INSTITUTIONAL ENVIRONMENT

Several of the current budgetary processes and informal institutions in Arkansas can be traced to Great Depres­sion–era budget issues. In 1933, Arkansas became the first and only US state in the 20th century to default on its debt. As Arkansas suffered financially, the state issued a series of laws and amendments to its constitution. In addition to the Futrell Amendments of the 1930s and the Lake View court case and related cases since the 1990s, the following leg­islative acts stand out as institutional factors that have shaped Arkansas’s spending.

The Revenue Stabilization Act of 1945

The Revenue Stabilization Act of 1945 established a process whereby all spending bills passed in a legislative ses­sion are prioritized by the legislature. Programs are funded only if there is enough revenue to pay for them, and programs ranked lower on the priority list may be only partially funded, or not funded at all. Although the act has successfully prevented budget deficits, it has made state spending very sensitive to changes in the tax system.
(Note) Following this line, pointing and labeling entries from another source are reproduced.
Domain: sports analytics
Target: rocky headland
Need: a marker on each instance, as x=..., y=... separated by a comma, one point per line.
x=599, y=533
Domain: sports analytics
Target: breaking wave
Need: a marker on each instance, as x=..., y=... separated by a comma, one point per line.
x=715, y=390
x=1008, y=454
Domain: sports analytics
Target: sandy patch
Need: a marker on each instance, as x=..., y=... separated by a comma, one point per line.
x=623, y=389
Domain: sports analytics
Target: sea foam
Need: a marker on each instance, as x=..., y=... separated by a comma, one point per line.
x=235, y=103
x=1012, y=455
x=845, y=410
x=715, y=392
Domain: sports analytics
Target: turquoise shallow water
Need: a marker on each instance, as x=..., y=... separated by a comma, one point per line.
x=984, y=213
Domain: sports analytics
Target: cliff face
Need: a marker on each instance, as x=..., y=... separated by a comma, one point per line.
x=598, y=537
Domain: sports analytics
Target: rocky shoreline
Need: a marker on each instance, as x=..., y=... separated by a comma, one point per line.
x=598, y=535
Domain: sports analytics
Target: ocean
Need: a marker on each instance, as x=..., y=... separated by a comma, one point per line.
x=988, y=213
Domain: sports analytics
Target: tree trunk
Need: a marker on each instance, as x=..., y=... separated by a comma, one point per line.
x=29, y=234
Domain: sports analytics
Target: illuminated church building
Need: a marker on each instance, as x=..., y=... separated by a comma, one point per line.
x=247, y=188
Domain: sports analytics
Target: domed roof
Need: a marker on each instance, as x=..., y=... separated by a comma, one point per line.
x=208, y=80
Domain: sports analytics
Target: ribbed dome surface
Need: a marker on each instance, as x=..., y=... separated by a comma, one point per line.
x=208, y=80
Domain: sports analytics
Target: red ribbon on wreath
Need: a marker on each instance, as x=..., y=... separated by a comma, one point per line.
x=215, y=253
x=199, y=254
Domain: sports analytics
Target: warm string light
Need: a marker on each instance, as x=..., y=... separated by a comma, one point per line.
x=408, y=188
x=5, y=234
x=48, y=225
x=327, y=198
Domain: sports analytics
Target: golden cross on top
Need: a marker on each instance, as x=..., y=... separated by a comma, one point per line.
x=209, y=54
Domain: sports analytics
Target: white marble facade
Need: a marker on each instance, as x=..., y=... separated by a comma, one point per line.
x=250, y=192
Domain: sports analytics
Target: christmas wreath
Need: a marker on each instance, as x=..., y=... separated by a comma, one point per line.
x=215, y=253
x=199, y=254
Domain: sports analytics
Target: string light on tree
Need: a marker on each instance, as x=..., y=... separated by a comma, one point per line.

Removal of the Cap on Targeted Economic Development Incentives

Targeted economic development incentives have become a thorn in the side of Arkansas’s budget. The state uses these incentives to attract and retain business in an effort to boost the state’s economy, but empirical evidence reveals that targeted incentives are largely ineffective at stimulating the economy. In 2013 alone, tax incentives and subsidies cost the state of Arkansas more than $218.56 million—nearly $74 per capita. In 2016, voters approved a measure that removed the cap on issuing new state debt for large development projects.

REFORM OPTIONS

  • Instituting a new and improved Revenue Stabilization Law. Arkansas’s Revenue Stabilization Law has served the state well by preventing budget deficits and allowing the state to forgo a large “rainy day fund,” but it could be improved. A modified version of the law would include a feature refunding taxpayers when tax growth outpaces inflation and population growth. Additionally, Arkansans could make the law a permanent feature of the budget process by amending the state constitution.
  • Improving the efficiency of education spending. Education is the largest and one of the fastest-growing spend­ing categories in Arkansas. The state spends more per pupil on education than neighboring states, yet its test scores generally lag behind those of these same neighbors. Rather than instituting spending restrictions, Arkansas could improve the efficiency of education spending by increasing school choice. Increasing the number of open-enrollment charter schools would increase competition with traditional public schools on the basis of quality, and this competition would improve educational outcomes.
  • Ending corporate welfare. Rather than funneling tax dollars toward a select few companies, Arkansas should create a more competitive tax environment. Reducing the number of corporate tax brackets, indexing corporate tax brackets for inflation, using the same corporate tax base as the federal income tax code, and removing antiquated manufacturing taxes are all steps that the state can take to simplify its tax code.